The road was lined by cinder-block houses with corrugated-iron roofs in front of which small white hens were pecking and lively children were playing, houses and children such as Khady had dreamed of having with her husband (he of the kindly face): a house of well-laid cement blocks and with a shiny roof, a tiny, clean yard, and bright-eyed children with healthy skin, her children, who would romp about at the roadside without a care in the world although it seemed to Khady that the car was going to gobble them up as surely as it was swallowing the fast, wide, rutted road.

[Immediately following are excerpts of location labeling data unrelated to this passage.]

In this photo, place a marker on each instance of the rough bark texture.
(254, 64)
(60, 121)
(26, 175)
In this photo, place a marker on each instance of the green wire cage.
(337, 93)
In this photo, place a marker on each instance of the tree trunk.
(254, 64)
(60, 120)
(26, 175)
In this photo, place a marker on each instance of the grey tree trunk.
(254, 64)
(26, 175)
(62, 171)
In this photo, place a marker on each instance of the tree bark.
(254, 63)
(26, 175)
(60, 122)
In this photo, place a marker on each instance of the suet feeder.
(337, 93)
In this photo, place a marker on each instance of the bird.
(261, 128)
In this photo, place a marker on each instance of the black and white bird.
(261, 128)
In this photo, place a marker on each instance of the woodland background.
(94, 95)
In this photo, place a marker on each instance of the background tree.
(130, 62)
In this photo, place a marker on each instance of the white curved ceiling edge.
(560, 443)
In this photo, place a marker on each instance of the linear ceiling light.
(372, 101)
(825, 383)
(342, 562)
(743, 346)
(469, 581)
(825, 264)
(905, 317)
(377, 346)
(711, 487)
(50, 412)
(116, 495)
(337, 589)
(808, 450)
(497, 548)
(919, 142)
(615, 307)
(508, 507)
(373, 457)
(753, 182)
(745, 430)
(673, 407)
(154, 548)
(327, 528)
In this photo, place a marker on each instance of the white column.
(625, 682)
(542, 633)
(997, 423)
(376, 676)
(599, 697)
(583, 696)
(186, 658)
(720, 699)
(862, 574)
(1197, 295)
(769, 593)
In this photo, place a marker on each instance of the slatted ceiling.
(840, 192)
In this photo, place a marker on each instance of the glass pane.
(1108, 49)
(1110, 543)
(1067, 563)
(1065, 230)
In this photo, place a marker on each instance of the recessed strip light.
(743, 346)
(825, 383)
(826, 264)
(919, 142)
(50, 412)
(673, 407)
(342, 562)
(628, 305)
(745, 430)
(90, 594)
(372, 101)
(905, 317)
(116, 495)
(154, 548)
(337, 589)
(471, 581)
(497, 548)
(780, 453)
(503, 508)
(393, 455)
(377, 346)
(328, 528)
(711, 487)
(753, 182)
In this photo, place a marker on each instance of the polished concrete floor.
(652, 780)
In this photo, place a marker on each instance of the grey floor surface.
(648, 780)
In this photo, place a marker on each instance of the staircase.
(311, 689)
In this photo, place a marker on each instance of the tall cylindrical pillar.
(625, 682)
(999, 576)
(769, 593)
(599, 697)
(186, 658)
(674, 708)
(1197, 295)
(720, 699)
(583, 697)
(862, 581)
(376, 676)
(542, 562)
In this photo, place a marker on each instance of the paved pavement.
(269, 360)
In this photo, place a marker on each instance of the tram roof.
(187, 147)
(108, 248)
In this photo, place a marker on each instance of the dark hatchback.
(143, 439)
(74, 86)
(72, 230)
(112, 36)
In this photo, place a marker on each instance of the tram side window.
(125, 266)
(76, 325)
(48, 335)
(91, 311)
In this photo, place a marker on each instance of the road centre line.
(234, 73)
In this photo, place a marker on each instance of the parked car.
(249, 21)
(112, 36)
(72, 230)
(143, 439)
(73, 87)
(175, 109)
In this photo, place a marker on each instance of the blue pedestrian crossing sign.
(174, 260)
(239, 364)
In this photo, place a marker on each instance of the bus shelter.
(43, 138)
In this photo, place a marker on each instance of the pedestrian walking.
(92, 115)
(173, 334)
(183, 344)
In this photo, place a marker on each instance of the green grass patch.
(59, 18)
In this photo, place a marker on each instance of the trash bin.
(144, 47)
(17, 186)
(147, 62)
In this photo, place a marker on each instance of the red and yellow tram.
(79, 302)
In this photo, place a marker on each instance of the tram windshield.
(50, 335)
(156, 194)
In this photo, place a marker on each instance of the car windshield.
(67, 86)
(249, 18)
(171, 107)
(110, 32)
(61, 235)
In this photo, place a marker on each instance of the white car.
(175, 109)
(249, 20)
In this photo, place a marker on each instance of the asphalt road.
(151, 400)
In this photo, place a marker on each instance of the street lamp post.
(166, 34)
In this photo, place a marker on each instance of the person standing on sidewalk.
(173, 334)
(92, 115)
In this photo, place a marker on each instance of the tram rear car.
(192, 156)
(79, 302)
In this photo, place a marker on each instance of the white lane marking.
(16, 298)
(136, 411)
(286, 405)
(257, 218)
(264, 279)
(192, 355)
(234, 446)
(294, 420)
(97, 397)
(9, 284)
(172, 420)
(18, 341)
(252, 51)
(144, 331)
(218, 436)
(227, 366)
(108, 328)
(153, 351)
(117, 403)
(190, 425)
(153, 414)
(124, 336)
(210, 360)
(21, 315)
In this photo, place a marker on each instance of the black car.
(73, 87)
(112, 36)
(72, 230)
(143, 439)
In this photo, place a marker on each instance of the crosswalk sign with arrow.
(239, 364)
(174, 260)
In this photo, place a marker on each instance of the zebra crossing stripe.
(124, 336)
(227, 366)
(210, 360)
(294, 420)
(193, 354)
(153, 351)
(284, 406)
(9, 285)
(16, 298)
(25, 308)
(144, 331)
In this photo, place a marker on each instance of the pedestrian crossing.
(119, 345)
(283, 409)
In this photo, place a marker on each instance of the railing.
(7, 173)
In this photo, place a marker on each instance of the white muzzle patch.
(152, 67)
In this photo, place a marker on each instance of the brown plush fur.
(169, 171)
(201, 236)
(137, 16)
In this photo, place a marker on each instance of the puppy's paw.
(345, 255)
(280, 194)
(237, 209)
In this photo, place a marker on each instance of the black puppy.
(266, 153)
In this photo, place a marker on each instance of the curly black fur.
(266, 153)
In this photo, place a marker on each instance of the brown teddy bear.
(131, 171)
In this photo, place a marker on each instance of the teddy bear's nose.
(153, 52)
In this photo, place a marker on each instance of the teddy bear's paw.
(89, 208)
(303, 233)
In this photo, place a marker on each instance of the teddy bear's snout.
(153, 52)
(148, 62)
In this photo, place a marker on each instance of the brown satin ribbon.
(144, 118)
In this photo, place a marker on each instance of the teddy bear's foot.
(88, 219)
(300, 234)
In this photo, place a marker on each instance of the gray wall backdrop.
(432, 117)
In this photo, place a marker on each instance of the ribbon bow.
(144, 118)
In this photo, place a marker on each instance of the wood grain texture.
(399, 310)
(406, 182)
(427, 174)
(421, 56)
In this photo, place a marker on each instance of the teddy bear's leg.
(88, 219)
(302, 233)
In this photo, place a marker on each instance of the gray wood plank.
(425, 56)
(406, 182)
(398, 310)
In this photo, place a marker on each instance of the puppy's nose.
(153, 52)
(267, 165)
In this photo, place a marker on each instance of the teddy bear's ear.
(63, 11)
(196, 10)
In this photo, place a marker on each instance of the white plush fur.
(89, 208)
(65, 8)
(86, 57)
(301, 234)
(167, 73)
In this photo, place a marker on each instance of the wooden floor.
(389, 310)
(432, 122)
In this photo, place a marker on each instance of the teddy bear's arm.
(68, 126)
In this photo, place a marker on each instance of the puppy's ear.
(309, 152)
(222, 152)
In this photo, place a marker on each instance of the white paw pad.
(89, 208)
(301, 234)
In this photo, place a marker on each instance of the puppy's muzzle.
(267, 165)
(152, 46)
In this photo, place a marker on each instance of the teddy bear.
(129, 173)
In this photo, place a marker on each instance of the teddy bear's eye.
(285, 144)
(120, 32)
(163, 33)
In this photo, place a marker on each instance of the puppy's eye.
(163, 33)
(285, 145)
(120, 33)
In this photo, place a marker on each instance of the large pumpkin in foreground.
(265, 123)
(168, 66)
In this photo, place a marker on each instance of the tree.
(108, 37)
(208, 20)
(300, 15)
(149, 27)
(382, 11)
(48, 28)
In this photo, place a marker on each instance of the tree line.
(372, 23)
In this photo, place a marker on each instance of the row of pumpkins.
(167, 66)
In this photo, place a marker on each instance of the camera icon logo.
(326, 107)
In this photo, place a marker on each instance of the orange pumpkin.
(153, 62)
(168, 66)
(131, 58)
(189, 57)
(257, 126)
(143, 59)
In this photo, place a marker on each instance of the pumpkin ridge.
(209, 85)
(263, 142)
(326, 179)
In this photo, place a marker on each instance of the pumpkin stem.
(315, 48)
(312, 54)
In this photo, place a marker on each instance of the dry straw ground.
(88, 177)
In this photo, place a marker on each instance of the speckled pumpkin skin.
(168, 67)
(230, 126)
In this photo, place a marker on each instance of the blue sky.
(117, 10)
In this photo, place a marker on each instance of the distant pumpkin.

Something inside her wanted to shout a warning to them about the danger and to beg the driver not to devour her children — they’d all inherited her husband’s kindly face — but the moment she was about to utter it she held back, feeling horribly ashamed and frustrated to realize that her children were only crows with unkempt plumage pecking in front of the houses and sometimes grumpily flying off when the cars passed by, black and white and quarrelsome, sailing toward the low branches of a kapok tree, and what would people say if she got it into her head to try and protect her crow-children, she who by chance still had the face and name of Khady Demba and would keep her human features only as long as she remained in that car staring at the fat shaven nape of the driver and thus out of his clutches, this ferocious light-footed bird, what would people say about Khady Demba?
She jumped violently as the man gripped her shoulder.
Having already gotten out of the car he pulled her toward him to make her get out too, while the other women pushed her unceremoniously (one of them complaining that their door was jammed).
Khady stumbled out, still half asleep, leaving the stuffy heat of the car for the suffocating humidity of a place that, if it didn’t remind her of anywhere in particular, wasn’t unlike the neighborhood she’d been living in, with sandy streets and pink or pale blue or roughcast walls, so that she began to lose her fear of having been brought to the crows’ lair.
The man gestured impatiently for her to follow him.
Khady took a quick look around her.
Stalls lined the little square where the car had parked among others just like it, long, badly dented vehicles, and a crowd of men and women was moving between the cars haggling over fares.